Dikatakannya, target balai itu produksi bibit. Sebelum balai di Binalatung Tarakan terbangun, target utamanya itu ‘kan bibit RL, yang menggunakan perahu, dan lain-lain, bukan kursi roda.
“Maksud Saya, tidak ada masalah dengan promosinya, tapi yang menurut Saya masalah itu lebih menitikberatkan pada ketidaksesuaian penempatannya. Dipekerjakan di tempat yang tidak menyesuaikan kondisi orangnya. Lalu dari mana dasar faktanya seperti apa yang dikatakan Sekda, apakah fakta di lapangan sudah berkesuaian dengan penyampaiannya, apakah seperti itu contohnya yang dimaksud syarat minimal kompetensi, apakah pernyataan Sekda terkait sesuai kompetensi itu bisa dipercaya, bisa dipertanggungjawabkan?” tanya FM.
Menurut FM, jika pun ingin dipromosi, maka hargailah Ia di tempat yang semestinya, berikanlah penghargaan sesuai penempatannya, tempatkan Ia di tempat yang selayaknya.
Ungkapnya lagi melanjutkan, pada kasus berbeda, seorang dokter specialist radiologi yang ditempatkan di Dinas Kesehatan (Dinkes), dimana fungsi utamanya ialah di pelayanan membaca hasil rontgen pasien.
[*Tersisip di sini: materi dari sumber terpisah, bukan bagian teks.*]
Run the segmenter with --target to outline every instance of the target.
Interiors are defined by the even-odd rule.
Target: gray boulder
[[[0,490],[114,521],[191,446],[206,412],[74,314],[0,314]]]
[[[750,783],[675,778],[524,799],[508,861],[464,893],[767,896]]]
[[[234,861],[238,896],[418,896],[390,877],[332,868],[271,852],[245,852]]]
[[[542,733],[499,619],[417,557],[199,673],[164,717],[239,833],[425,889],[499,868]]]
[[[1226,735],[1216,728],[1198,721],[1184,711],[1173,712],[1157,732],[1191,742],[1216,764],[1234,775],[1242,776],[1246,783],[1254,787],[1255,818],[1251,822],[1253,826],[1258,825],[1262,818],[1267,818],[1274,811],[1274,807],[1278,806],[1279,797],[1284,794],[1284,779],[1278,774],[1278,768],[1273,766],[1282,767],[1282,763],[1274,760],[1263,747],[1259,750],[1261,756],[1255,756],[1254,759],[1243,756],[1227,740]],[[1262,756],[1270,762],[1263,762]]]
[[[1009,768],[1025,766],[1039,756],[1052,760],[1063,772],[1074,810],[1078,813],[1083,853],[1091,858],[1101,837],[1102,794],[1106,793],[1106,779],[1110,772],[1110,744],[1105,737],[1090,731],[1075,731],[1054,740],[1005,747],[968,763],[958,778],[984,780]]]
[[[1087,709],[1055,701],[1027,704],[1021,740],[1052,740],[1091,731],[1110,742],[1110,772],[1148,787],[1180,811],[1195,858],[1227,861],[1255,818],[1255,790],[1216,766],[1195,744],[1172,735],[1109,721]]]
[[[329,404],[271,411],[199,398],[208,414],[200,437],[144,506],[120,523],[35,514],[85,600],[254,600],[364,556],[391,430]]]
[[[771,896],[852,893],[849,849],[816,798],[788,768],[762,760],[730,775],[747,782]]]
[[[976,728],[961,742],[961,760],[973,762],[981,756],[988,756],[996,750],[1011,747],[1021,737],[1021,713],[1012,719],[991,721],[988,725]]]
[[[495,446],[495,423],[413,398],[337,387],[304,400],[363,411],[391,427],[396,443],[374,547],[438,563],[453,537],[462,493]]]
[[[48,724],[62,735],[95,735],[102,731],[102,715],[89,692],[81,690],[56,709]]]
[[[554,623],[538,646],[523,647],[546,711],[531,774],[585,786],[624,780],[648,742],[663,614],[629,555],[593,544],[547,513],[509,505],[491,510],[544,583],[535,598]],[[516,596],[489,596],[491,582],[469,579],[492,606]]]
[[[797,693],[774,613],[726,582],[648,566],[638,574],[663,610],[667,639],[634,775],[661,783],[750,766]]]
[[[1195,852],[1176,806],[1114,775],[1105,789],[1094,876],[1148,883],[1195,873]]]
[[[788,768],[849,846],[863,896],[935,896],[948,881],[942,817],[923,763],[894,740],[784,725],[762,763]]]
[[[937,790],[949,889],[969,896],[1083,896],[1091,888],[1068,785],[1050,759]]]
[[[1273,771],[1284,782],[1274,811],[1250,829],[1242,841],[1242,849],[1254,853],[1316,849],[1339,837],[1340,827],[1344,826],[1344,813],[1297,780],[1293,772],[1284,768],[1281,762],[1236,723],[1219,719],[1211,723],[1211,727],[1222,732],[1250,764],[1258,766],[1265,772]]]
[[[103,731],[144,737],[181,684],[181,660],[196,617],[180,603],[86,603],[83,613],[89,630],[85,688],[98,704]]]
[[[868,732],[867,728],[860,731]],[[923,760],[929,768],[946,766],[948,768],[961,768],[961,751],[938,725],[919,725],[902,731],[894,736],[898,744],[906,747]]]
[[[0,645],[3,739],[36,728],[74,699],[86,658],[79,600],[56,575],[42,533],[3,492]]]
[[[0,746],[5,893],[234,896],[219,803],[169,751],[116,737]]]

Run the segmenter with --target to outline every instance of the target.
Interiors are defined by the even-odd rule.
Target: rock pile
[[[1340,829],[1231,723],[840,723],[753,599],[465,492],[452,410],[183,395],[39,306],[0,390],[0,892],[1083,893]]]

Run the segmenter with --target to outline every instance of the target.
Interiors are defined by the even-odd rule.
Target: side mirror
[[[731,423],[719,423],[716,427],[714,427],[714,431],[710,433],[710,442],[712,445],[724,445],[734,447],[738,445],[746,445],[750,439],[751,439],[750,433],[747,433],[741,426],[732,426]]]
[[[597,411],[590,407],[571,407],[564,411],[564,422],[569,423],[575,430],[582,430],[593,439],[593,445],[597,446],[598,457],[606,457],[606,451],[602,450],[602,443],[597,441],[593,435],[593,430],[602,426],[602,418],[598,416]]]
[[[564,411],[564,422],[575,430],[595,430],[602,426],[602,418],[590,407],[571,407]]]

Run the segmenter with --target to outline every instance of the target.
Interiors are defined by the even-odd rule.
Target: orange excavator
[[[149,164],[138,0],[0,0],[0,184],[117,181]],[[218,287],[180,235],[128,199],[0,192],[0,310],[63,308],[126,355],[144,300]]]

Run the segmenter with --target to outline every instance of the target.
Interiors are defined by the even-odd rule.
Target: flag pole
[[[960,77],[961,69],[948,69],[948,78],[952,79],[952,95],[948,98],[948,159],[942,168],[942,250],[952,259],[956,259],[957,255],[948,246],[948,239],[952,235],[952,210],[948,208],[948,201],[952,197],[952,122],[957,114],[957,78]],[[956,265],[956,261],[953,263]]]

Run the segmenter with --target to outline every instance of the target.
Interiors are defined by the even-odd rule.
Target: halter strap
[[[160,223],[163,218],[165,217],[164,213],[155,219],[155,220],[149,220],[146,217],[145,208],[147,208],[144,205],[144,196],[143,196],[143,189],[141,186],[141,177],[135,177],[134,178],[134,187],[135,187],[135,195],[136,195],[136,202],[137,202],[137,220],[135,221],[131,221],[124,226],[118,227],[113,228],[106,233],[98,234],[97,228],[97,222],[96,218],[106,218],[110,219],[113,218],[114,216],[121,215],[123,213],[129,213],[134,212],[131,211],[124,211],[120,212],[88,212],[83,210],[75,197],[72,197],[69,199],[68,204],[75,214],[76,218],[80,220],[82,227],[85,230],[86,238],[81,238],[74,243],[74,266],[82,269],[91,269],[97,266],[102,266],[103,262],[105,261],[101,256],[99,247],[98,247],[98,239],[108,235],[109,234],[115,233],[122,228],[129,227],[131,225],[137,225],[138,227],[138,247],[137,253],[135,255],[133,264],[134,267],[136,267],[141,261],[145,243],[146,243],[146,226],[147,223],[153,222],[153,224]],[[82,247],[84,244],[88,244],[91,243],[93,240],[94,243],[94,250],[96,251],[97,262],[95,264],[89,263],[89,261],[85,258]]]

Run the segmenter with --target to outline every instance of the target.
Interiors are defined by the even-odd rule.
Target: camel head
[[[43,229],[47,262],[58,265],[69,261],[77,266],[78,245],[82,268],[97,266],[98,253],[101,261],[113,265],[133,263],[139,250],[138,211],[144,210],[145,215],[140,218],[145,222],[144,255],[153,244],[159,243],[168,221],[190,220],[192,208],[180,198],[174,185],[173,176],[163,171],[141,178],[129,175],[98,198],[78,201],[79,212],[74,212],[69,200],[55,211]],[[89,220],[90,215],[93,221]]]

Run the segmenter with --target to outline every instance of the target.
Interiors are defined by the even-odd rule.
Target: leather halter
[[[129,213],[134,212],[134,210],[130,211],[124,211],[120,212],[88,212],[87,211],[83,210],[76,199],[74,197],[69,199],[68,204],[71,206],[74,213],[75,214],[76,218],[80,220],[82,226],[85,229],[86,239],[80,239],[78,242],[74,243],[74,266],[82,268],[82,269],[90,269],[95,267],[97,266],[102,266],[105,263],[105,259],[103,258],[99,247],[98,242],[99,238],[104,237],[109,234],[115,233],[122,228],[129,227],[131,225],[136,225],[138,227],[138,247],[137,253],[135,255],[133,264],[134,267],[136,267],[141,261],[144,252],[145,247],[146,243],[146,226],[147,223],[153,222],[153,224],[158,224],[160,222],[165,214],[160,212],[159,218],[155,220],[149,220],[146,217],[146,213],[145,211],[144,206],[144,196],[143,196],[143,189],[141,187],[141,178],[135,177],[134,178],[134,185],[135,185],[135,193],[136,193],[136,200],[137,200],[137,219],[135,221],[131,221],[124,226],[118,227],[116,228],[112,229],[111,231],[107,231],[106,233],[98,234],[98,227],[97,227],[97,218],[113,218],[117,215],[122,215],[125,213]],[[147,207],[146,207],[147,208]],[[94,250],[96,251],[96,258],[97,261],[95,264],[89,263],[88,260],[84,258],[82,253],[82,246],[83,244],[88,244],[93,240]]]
Dokter tersebut bukan berarti tidak bisa bekerja jika ditempatkan di Dinkes, tapi Ia lebih sangat dibutuhkan di pelayanan. Ia sangat dirugikan dalam hal pengumpulan kredit point 500 untuk Struktur Teks Prosedur (STR) izin prakteknya, sebab dokter harus punya izin praktek di Fasilitas pelayanan kesehatan (Fasyankes) tempatnya bekerja.
Dan lebih kasihan lagi, imbuh FM, masyarakat yang harus menunggu lama hasil rontgen, karena di RSUD tempat sebelumnya Ia ditempatkan itu dokternya hanya satu. Jadi miris melihat penempatan orang yang tidak sesuai kompetensi, karena berimbas pada pelayanan masyarakat.
“Belum lagi pertimbangan yang menurut Saya pribadi kurang sehat, karena ada beberapa dari mereka yang hanya sisa beberapa bulan pensiun. Ia dari RSUD dr Jusuf SK di Tarakan yang dimutasi ke Tanjung Selor. Dan salah satunya itu sedang sakit diabetes. Coba bayangkan berapa biaya yang harus Ia korbankan, cari kontrakan beserta isinya, pisah dengan keluarga, harus mempersiapkan kendaraan untuk ke kantor, biaya transportasi speedboat bolak-balik jika Ia pulang ke keluarganya di hari libur pegawai. Coba bayangkan itu di posisi anda. Apakah ini juga masuk bagian atas pertimbangan Baperjakat karena berdasarkan kompetensinya?” katanya dengan nada tanya.
FM lanjut mempertanyakan, apakah ini sudah menggambarkan intuisi bekerja dengan sehat?, ini inisiatif yang sempurna atau inisiatif yang tidak bijak? Ini seperti batu yang jika dilempar ke publik, tapi sakitnya tuh di kedalaman hati ASN yang paling dasar, khususnya ASN yang merasa hak kemanusiaannya terjajah.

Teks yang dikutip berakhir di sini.